Interestingly, the differences between human translation and post-editing usually outweighed the differences between students and professionals. Students did cognitively process texts differently, having longer fixation durations on the source text during human translation, and more fixations on the target text during post-editing, whereas professional translators' fixation behaviour remained constant. For the usage of external resources, only the time spent in dictionaries was higher for students than for professional translators, the usage of other resources was comparable. Overall quality was comparable for students and professionals, but professionals made fewer adequacy errors. Deletions were more noticeable for students than for professional translators in both methods of translation, and word sense issues were more noticeable for professional translators than for students when translating from scratch. Surprisingly, professional translators were often more positive about post-editing than students, believing they could produce products of comparable quality with both methods of translation. Students in particular struggled with the cognitive processing of meaning shifts, and they spent more time in pauses than professional translators.

Some of the key contributions of this dissertation to the field of translation studies are the fact that we compared students and professional translators, developed a fine-grained translation quality assessment approach, and used a combination of state-of-the-art logging tools and advanced statistical methods. The effects of experience in our study were limited, and we suggest looking at specialisation and translator confidence in future work. Our guidelines for translation quality assessment can be found in the appendix, and contain practical instructions for use with brat, an open-source annotation tool.
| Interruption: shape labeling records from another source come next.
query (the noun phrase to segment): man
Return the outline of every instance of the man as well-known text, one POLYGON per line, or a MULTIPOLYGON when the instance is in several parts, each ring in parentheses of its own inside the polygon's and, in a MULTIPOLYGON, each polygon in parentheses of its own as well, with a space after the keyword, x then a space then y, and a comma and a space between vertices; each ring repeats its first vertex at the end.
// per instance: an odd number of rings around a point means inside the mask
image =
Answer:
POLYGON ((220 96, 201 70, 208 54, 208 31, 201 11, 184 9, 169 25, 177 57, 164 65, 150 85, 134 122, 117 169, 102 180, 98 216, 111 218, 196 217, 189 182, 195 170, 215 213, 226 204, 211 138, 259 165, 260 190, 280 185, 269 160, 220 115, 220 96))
The experiment described in this dissertation is also the first to integrate Inputlog and CASMACAT, making it possible to include information on external resources in the CASMACAT logging files, which can be added to the CRITT Translation Process Research Database.

Moving beyond the methodological contributions, our findings can be integrated in translation teaching, machine translation system development, and translation tool development. Translators need hands-on post-editing experience to get acquainted with common machine translation errors, and students in particular need to be taught successful strategies to spot and solve adequacy issues. Post-editors would greatly benefit from machine translation systems that made fewer coherence errors, meaning shift errors, and grammatical and structural errors. If visual clues are included in a translation tool (e.g., potentially problematic passages or polysemous words), these should be added to the target text. Tools could further benefit from integration with commonly used external resources, such as dictionaries.
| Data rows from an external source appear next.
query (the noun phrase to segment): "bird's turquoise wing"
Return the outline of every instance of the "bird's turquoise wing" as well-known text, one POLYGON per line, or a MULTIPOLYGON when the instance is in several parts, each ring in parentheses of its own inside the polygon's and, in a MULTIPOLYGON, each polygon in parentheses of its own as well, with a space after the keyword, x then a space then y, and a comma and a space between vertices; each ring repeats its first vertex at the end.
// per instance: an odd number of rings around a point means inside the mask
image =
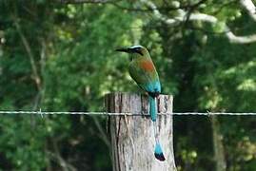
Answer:
POLYGON ((144 90, 148 92, 161 92, 159 77, 154 67, 153 70, 149 72, 139 64, 130 63, 129 74, 144 90))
In the future, we wish to study the translation and post-editing process in even more detail, taking pause behaviour and regressions into account, as well as look at the passages participants perceived as the most difficult to translate and post-edit. We further wish to gain an even better understanding of the usage of external resources, by looking at the types of queries and by linking queries back to source and target text words.
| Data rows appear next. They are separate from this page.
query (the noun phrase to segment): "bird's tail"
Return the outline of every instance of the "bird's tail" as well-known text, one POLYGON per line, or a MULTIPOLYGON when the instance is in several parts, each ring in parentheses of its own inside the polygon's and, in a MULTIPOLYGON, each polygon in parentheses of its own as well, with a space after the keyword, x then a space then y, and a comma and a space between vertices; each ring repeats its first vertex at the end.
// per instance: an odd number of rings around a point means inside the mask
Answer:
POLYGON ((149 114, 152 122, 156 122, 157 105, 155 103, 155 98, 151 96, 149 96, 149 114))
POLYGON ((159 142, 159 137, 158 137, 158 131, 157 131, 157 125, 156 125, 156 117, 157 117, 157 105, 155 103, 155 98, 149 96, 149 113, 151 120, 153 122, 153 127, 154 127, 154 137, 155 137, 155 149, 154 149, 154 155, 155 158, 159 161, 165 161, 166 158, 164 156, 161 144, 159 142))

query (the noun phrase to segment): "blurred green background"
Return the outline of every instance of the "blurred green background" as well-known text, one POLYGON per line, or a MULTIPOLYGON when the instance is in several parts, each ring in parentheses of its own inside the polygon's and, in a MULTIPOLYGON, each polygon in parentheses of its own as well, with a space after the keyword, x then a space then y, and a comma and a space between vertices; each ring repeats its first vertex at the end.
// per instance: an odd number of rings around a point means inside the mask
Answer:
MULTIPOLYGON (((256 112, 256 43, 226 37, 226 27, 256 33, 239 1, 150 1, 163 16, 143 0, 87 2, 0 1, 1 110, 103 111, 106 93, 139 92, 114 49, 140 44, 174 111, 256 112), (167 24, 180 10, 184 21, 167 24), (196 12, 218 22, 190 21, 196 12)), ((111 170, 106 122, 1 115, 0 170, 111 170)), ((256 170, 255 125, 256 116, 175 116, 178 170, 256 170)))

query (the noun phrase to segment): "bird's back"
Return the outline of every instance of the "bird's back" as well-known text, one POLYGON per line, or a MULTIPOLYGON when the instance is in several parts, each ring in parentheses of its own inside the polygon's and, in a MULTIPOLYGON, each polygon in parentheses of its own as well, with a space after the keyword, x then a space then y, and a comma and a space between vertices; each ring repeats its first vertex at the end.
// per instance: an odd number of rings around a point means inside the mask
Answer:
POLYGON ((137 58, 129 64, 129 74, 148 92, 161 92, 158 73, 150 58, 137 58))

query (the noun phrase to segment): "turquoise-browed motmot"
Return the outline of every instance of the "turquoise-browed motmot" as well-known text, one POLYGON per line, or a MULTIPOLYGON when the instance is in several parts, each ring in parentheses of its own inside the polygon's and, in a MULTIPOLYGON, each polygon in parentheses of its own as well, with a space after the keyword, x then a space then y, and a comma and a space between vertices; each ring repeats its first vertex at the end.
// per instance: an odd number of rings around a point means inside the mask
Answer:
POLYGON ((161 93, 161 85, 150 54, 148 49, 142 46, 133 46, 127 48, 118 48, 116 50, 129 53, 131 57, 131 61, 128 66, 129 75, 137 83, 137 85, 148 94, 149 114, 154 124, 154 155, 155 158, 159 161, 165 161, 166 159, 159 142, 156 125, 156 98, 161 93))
While our findings are limited to the post-editing and human translation of general text types from English into Dutch, we believe our methodology can be applied to different settings, with different language pairs. It is only by studying both processes in many different situations and by comparing findings that we will be able to develop tools and create courses that better suit translators' needs. This, in turn, will make for better, and happier, future generations of translators.